Autocracy, democracy and oligarchy are terms used to define different systems of government. The systems defined by these terms range from a government in which one person makes all decisions to a government in which decisions are made by all people.
Autocracy is “rule by one.” In an autocratic government, one person -- the autocrat -- has all the power and makes all the decisions. There are no laws or constitution that restrain the authority of the autocrat. The people who are governed have no processes, such as elections, through which they can express their desires for how their government operates. The advantages of an autocratic government are that decisions can be made and implemented quickly. However, individual rights are usually ignored and power is often maintained by force. Some autocracies are theocratic governments, in which the ruler claims to have been put in power by a deity.
There are many different forms of democracy, but what makes a democracy different from all other forms of government is the participation of the people in decision-making. In a direct democracy, each individual has a vote in setting laws, rules and policy. In other forms of democracy, such as a republic, the people elect representatives to make decisions on their behalf. Most democracies include a constitution or bill of rights that restrain authority. Rule by law, along with the recognition of individual liberties, are among the benefits of a democratic system of government. However, when everyone has some degree of input in decision-making, the process of reaching a decision can take more time.
In an oligarchy, a few rulers control the government. These rulers gain their power and maintain their authority as a result of their wealth or another form of influence. The oligarch rulers make decisions to benefit themselves financially and with little regard for the wishes or best interests of the people they govern. The oligarch may not be the official ruler of the country but may have close ties to and influence on those who are officially in power. According to Paul M. Johnson of Auburn University’s Department of Political Science, oligarchy “always has a negative or derogatory connotation.”
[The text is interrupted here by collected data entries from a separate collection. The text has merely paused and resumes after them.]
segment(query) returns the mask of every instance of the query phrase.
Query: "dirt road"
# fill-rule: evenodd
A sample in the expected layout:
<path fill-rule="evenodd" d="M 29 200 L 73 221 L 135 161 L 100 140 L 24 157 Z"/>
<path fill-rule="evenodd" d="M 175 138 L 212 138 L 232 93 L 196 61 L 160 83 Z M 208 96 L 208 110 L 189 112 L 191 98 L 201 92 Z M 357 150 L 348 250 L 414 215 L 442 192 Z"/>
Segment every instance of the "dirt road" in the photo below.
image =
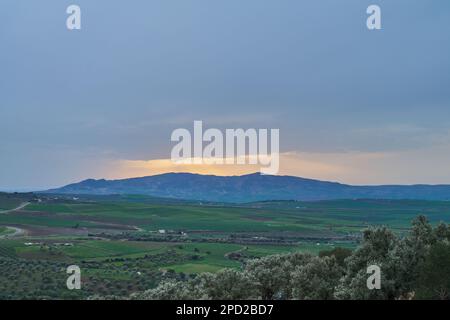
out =
<path fill-rule="evenodd" d="M 0 211 L 0 213 L 11 213 L 14 211 L 19 211 L 19 210 L 24 209 L 29 204 L 30 204 L 30 202 L 24 202 L 24 203 L 21 203 L 20 206 L 18 206 L 17 208 L 10 209 L 10 210 L 3 210 L 3 211 Z"/>
<path fill-rule="evenodd" d="M 9 230 L 13 230 L 14 232 L 7 233 L 3 236 L 0 236 L 0 239 L 19 237 L 19 236 L 26 235 L 26 231 L 24 229 L 20 229 L 20 228 L 16 228 L 16 227 L 9 227 L 9 226 L 6 226 L 6 228 Z"/>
A nation's government may not fit neatly into any one of the leadership styles described above. Systems are often in flux, and the process of a system transitioning from one type of government to another happens often. One aspect of a government may operate like a democracy, putting power and decision-making in the hands of the people, while another aspect may cater to the wishes of the wealthy or repress freedoms. A government that has traditionally operated as an autocracy may begin allowing citizens to have limited decision-making power by holding a vote, while a government that has traditionally operated as a democracy may begin imposing new limits on particular activities.